As further evidence of a faltering economy, state unemployment rates rose for the third straight month in August, as 30 states and the District of Columbia experienced a decline in non-farm employment. Nevada continued to post the largest jobless rate at 13.4 percent, followed by California at 12.1 percent, according to the Bureau of Labor Statistics on Friday. North Dakota had the lowest unemployment rate at 3.5 percent, up from 3.3 percent in July. The largest month-over-month decline in employment occurred in New York (-22,700), Georgia (-18,200) and the District of Columbia (-12,500) in part because of the Verizon workers strike.

The West posted the highest regional unemployment rate at 10.6 percent, while the Northeast reported the lowest rate at 8.2 percent, about one percent below thenational average of 9.1 percent.  Nationally, employers added no new net jobs in August.  “The labor market recovery took a step backward in most states in August,” said Alexander Miron, economist with Moody’s Analytics.  He also  said Moody’s Analytics has downgraded its expectations for near-term regional job growth. By 2012, the South and West are expected to regain momentum and lead the rest of the country in job growth, he said.

The report comes as President Obama has spent the last week touting his $447 billion job creation package around the country and urging Congress to pass his bill. Most Republicans in Congress, who oppose new government spending, have said his 155-page bill is dead on arrival.

Meanwhile, on the Consumer Side …
In a separate report out today, consumers were slightly more confident about the economy in September than they were last month, which surprised economists. A Thomson Reuters/University of Michigan's consumer sentiment index inched up to 57.8 (on a 100 point scale) from 55.7 in August. Last month  consumer confidence tumbled in August to a three-year low, as the debt-ceiling debacle and the Standard & Poor credit downgrade took a toll on Americans. The overall index partially reversed the August plunge.
Paul Dales, economist with Capital Economics, said the small increase in the index was primarily driven by fading fears that the “economy was about to drop off a cliff,” as well as by the temporary resolution of the debt crisis.

Still, Americans are gloomier about the future outlook of the economy, with the consumer expectations index sliding to 47.0 down from 47.4 in August, the lowest level since May 1980.  “Overall, the data indicate that a renewed downturn in consumer spending is as likely as not in the year ahead,” survey director Richard Curtin said in a statement, according to Reuters

The Michigan survey assesses how consumers view their personal finances, as well as business and buying conditions. Consumer confidence is an important economic indicator because it helps determine spending, which accounts for 70 percent of U.S. economic growth, which barely budged in the first half of 2011. Even though gas prices haven’t been rising, they are high enough – $3.61  per gallon, on average – to continue to threaten consumer confidence. A volatile stock market is also weighing heavily on consumers, experts said. 
“It is clear that households are not in the mood to spend freely and won’t generate a meaningful economic recovery,” Dales said. “Households are more miserable now than at any time in the last 28 years.”

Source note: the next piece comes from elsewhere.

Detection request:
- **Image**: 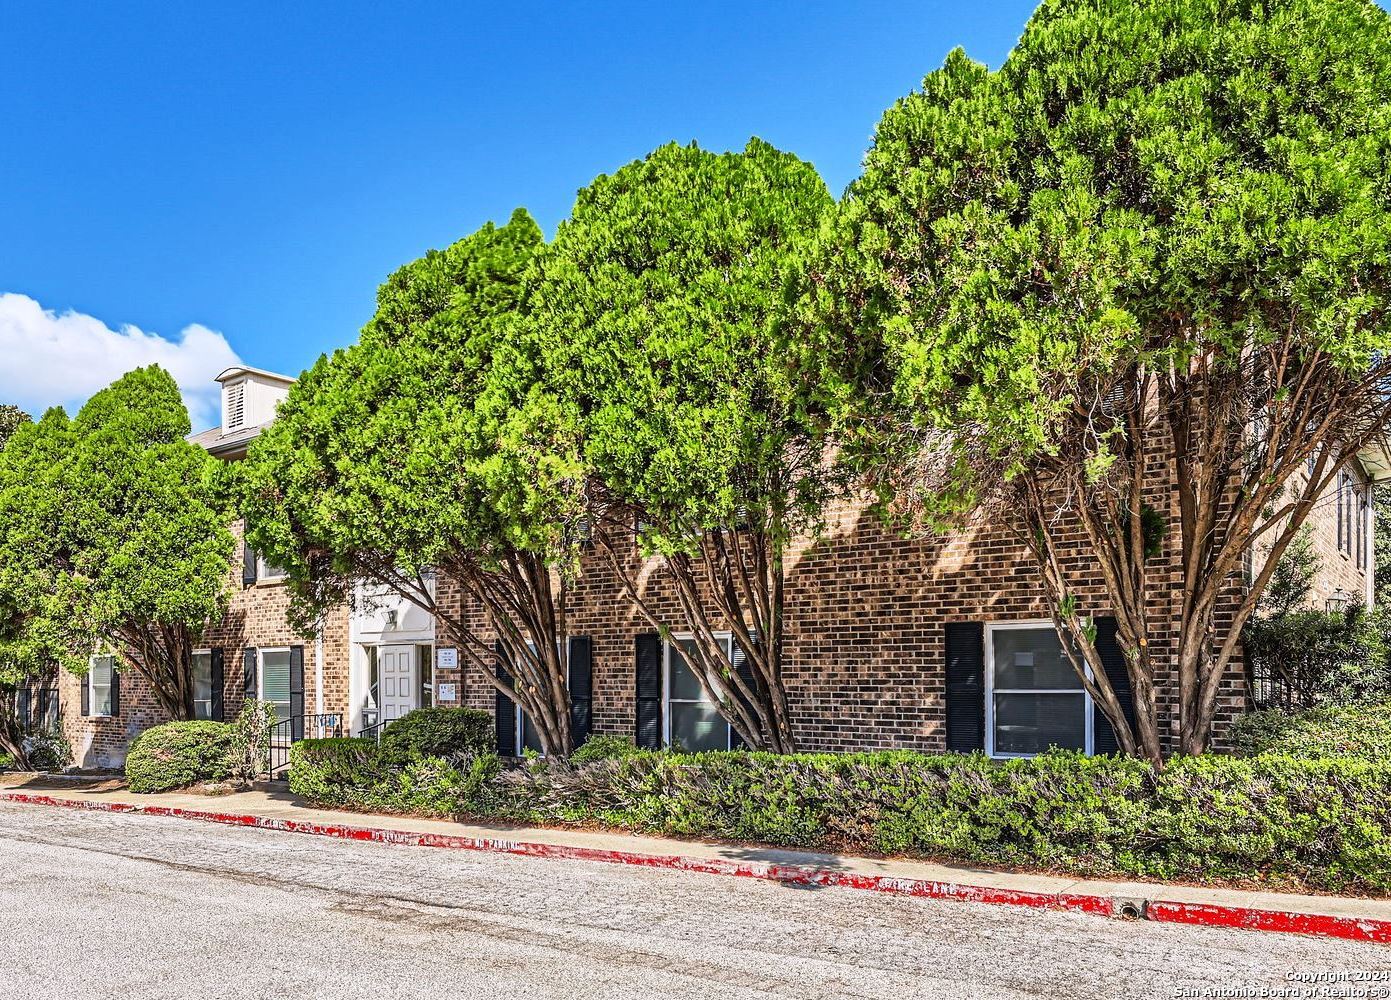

Inflationary pressures, an ailing job market and a weak housing market are preventing  strong growth. Also of concern are the weekly jobless claims which have been elevated in recent weeks. Labor Department figures show jobless benefit applications rose 11,000, to 428,000 last week, a two-month high. When policymakers from the Federal Reserve meet for two days next week, they’re likely to discuss additional stimulus measures to boost the flailing economy. One proposal that has gained traction is to lengthen the average duration of the Fed’s asset holdings, dubbed “Operation Twist.”